Hört man sich ihr neues Werk "The Devil, You + Me" zum ersten Mal an, läßt man sich allzuleicht dazu verleiten, dieser kassandrischen Vorhersage Glauben zu schenken. Wer nur an der Oberfläche kratzt, wird auf "The Devil" keinen einzigen Song finden, der an Indie-Hitparaden-Höhenflüge wie "Pilot" herankommt. Das soll aber nicht heißen, daß die Platte langweilig ist - man muß sie sich bloß öfter anhören, da sie mit jeder Umdrehung besser wird; aber auch trauriger. Das liegt zum Teil an Markus Achers unschuldig-heller Stimme selbst, doch auch äußere Umstände verdunkeln die Texte und tragen somit zusätzlich zur gedämpften Grundstimmung bei.

2003 gingen The Nowist ein Joint-Venture mit dem Rap-Duo Themselves des US-Experimental-HipHop-Labels Anticon ein. Aus dieser Verschmelzung resultierte das phantastische Album "13&God". Seit damals besteht zwischen den Acher-Brüdern und Dax Pierson von Themselves eine innige, nicht nur musikalische Freundschaft. Die gemeinsame Live-Tour wurde jedoch am 24. Februar 2005 abrupt beendet, als Dax Pierson in einen Autounfall verwickelt wurde. Er ist seit damals von der Brust abwärts querschnittgelähmt.

 

Die Trauer, die Sinnfrage der menschlichen Existenz, die Verzweiflung über eine gescheiterte Beziehung: dies sind die klassischen Themen aller guten Songlyrics. Und davon bietet "The Devil" reichlich. Gleich der Opener "Good Lies" beginnt mit einer Bestandsaufnahme einer sich im Scheitern befindlichen Liebe. Lakonisch und kontemplativ stellt Micha Acher fest: "I remember good lies/When we carried them home with us/To our bedside table and coffee sets." Hm, das klingt ein bißchen nach IKEA-Romantik im ruralen Weilheim. Dabei sollten sich The Notwist, die mitunter als Ghostwriter für internationale Stars wie Björk oder Depeche Mode arbeiten, eigentlich hochwertigere Einrichtungsgegenstände leisten können.
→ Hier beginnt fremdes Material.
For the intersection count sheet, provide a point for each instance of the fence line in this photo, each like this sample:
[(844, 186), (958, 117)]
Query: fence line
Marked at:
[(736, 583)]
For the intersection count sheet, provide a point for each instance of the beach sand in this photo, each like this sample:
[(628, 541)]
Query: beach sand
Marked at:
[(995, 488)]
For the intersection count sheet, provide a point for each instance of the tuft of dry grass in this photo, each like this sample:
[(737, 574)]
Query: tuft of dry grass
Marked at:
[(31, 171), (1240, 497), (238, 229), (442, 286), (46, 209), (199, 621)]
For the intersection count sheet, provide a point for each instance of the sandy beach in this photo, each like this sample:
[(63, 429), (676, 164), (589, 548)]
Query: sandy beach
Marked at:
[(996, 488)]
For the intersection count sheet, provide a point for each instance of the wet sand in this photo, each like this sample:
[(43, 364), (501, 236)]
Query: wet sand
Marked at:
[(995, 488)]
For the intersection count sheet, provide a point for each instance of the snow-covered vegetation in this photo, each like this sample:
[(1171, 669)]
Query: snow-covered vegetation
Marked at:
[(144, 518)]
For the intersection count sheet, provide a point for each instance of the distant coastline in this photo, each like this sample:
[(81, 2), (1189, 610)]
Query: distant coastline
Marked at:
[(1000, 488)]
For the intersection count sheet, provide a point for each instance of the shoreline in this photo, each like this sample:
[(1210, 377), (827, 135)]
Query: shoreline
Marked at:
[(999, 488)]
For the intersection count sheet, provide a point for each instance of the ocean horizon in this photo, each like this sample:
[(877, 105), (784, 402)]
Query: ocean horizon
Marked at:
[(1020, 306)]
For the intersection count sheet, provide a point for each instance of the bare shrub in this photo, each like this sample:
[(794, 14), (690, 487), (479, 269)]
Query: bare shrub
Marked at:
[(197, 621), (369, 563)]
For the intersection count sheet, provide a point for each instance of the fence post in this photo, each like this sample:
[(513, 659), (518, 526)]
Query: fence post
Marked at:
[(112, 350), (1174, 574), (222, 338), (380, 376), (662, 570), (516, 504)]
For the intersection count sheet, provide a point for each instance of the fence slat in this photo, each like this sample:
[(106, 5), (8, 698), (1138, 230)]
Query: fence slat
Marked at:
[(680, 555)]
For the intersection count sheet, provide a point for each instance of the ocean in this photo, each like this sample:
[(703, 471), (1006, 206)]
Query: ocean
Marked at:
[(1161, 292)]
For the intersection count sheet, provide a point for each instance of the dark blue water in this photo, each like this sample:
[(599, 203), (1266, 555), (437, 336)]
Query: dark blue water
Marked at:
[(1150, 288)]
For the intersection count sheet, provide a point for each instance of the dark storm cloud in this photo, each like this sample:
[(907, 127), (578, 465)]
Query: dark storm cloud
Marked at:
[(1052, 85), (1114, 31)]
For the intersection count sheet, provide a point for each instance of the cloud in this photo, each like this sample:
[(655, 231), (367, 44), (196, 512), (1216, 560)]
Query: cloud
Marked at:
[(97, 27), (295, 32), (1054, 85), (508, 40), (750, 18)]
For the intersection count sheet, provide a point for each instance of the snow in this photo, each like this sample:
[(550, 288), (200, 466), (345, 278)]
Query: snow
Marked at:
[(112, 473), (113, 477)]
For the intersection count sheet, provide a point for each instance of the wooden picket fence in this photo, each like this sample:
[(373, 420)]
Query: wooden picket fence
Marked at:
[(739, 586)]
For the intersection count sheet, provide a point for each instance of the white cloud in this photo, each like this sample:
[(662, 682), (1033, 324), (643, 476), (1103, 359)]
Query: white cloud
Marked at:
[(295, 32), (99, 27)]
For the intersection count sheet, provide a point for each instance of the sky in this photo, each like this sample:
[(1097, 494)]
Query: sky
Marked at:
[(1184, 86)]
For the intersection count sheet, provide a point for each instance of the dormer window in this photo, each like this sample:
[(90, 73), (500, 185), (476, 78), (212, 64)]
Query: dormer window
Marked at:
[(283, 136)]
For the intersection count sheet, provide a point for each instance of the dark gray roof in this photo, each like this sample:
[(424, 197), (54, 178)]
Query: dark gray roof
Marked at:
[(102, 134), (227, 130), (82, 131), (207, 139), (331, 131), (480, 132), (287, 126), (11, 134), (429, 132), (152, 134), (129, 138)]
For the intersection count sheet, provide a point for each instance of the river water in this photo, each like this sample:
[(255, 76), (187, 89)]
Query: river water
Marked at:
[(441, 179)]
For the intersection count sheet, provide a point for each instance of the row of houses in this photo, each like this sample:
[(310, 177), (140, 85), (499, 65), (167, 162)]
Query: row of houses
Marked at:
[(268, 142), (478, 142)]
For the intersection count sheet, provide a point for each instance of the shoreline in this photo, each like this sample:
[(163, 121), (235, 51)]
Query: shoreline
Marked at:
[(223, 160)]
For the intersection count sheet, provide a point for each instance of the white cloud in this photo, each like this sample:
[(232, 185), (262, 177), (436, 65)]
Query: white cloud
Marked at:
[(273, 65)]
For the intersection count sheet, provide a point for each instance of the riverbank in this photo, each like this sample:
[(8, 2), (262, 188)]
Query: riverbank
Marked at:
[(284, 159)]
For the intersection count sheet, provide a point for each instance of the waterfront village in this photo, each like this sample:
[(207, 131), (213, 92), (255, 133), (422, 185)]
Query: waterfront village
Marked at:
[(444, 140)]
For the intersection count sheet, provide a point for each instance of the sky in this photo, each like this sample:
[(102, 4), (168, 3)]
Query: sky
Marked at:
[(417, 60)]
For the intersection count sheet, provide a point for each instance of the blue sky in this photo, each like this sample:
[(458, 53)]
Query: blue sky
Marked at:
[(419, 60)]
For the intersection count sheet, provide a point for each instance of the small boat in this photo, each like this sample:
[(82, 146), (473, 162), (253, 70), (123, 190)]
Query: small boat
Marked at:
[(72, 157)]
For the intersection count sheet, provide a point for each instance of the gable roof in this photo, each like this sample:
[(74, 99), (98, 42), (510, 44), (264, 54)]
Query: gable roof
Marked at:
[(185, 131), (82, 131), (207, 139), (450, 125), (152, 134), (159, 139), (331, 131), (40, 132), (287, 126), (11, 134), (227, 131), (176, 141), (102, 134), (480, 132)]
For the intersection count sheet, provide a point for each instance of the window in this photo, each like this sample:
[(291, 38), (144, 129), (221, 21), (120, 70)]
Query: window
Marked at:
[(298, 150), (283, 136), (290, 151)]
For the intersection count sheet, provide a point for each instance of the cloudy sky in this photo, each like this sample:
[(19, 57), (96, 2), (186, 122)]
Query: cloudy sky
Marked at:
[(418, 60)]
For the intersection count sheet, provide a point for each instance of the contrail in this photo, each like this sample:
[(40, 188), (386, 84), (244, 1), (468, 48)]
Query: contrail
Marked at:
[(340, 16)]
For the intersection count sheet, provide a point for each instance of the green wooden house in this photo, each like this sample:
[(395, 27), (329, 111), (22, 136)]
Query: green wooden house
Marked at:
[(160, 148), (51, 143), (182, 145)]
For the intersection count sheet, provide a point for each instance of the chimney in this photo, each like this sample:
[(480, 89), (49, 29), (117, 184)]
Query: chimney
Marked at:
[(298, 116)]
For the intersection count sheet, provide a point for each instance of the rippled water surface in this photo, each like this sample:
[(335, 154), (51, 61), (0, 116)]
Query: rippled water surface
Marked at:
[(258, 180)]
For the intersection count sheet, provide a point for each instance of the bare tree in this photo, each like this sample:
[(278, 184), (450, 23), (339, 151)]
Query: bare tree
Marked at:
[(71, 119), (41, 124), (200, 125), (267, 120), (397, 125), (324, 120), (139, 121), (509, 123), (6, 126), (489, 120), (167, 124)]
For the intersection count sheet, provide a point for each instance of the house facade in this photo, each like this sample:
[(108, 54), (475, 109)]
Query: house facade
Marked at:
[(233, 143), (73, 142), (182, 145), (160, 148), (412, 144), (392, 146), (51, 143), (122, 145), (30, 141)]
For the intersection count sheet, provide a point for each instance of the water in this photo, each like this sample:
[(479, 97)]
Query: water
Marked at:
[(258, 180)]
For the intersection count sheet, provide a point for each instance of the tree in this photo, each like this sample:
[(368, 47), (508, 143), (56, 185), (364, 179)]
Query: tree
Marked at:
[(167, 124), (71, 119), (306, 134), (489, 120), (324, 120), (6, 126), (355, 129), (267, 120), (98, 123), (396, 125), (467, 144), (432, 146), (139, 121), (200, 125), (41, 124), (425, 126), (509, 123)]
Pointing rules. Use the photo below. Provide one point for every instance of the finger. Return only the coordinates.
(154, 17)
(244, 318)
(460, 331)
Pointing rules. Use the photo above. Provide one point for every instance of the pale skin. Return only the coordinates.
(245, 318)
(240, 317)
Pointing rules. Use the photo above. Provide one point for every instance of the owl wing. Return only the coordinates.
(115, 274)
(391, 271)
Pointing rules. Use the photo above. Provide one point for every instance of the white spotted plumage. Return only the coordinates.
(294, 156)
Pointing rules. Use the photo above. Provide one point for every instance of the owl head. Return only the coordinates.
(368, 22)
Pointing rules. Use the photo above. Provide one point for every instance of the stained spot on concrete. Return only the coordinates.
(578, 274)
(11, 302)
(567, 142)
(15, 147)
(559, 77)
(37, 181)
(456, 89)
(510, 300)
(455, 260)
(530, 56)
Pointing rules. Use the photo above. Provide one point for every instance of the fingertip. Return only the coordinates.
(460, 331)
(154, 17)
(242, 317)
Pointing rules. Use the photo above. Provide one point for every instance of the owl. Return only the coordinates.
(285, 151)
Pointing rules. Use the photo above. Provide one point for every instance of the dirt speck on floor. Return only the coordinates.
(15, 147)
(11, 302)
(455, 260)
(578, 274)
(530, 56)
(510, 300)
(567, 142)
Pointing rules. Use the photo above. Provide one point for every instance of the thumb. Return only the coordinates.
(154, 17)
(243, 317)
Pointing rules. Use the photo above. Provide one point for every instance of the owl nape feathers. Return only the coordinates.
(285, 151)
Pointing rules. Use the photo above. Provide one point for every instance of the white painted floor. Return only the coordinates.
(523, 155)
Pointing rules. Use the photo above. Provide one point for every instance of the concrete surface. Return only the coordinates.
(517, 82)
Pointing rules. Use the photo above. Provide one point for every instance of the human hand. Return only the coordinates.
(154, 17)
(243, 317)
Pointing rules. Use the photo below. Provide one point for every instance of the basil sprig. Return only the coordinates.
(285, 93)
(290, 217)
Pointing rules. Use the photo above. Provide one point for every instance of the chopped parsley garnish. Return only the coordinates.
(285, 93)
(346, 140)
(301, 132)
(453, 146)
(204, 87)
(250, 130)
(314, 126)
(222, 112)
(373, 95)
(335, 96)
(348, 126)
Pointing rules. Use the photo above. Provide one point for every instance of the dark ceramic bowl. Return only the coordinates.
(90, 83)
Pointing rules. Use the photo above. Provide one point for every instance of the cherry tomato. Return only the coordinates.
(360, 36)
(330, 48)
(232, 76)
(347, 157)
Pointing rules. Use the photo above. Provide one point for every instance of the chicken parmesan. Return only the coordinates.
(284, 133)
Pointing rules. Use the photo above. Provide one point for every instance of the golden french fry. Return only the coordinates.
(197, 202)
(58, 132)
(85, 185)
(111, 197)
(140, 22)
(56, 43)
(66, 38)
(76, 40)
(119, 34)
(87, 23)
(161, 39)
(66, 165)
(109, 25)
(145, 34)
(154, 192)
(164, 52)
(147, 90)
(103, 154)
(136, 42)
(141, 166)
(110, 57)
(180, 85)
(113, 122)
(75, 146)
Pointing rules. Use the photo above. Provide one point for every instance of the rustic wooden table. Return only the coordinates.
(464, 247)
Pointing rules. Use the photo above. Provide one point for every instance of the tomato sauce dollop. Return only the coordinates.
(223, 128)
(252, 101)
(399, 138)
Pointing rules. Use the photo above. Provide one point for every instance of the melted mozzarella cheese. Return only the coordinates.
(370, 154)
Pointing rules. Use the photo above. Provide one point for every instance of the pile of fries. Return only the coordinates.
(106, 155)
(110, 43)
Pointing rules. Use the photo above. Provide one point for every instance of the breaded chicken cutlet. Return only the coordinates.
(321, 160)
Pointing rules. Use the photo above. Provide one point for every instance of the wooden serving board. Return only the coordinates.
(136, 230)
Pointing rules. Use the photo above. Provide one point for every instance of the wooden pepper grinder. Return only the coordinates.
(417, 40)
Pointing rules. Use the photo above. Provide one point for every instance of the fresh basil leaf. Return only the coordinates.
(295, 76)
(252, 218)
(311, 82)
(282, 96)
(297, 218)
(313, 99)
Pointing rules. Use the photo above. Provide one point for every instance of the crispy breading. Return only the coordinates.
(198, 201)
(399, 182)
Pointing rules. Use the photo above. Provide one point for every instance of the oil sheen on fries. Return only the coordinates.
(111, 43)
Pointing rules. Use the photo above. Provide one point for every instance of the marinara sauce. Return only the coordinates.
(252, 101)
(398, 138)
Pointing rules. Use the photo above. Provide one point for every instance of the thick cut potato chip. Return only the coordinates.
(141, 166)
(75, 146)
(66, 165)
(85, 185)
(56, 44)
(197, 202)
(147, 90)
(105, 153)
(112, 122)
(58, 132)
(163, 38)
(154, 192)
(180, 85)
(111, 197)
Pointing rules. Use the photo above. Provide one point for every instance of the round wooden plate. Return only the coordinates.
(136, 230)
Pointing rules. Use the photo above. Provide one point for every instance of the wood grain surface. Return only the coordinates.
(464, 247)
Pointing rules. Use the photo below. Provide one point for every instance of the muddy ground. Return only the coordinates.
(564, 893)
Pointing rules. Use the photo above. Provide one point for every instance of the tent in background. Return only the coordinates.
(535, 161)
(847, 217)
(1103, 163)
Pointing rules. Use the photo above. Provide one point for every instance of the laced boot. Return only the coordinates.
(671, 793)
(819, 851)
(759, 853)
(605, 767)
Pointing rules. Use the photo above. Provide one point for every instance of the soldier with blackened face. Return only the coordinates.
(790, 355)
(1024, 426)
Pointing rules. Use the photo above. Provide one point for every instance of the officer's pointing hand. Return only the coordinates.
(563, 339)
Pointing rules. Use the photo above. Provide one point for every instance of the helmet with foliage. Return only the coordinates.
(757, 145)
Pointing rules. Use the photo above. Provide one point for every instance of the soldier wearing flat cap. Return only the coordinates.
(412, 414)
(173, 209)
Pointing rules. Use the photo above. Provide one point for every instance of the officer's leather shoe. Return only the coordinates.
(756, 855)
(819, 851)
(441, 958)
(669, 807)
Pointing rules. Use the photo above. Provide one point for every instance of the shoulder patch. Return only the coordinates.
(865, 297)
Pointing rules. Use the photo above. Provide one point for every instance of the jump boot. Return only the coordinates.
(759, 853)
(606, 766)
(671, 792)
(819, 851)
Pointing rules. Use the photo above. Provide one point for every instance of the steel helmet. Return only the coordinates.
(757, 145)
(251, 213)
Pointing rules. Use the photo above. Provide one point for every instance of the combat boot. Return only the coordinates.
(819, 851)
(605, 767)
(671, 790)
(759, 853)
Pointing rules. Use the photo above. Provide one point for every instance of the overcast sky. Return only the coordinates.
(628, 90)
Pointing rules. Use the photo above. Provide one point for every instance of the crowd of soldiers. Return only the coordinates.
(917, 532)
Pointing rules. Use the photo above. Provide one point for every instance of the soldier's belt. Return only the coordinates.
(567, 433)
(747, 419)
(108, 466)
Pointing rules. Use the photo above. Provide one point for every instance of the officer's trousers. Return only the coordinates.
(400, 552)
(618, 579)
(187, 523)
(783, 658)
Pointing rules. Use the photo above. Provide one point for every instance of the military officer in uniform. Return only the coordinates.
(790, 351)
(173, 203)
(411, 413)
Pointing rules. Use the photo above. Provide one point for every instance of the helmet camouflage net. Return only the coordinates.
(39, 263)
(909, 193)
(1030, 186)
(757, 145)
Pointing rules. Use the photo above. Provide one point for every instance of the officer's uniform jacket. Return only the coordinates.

Aber Micha Acher ist eben kein englischer native speaker. Hören kann man das als Nicht-Brite kaum, aber manchmal schummelt sich eine etwas exotische Wortwahl in die Übersetzungen. Das ist eine Eigenheit, die speziell im angelsächsischen Raum gut aufgenommen wird, ja sogar ein Plus darstellt. Es ist an sich schon interessant, daß die derzeit wichtigste deutsche Band ausschließlich englisch singt.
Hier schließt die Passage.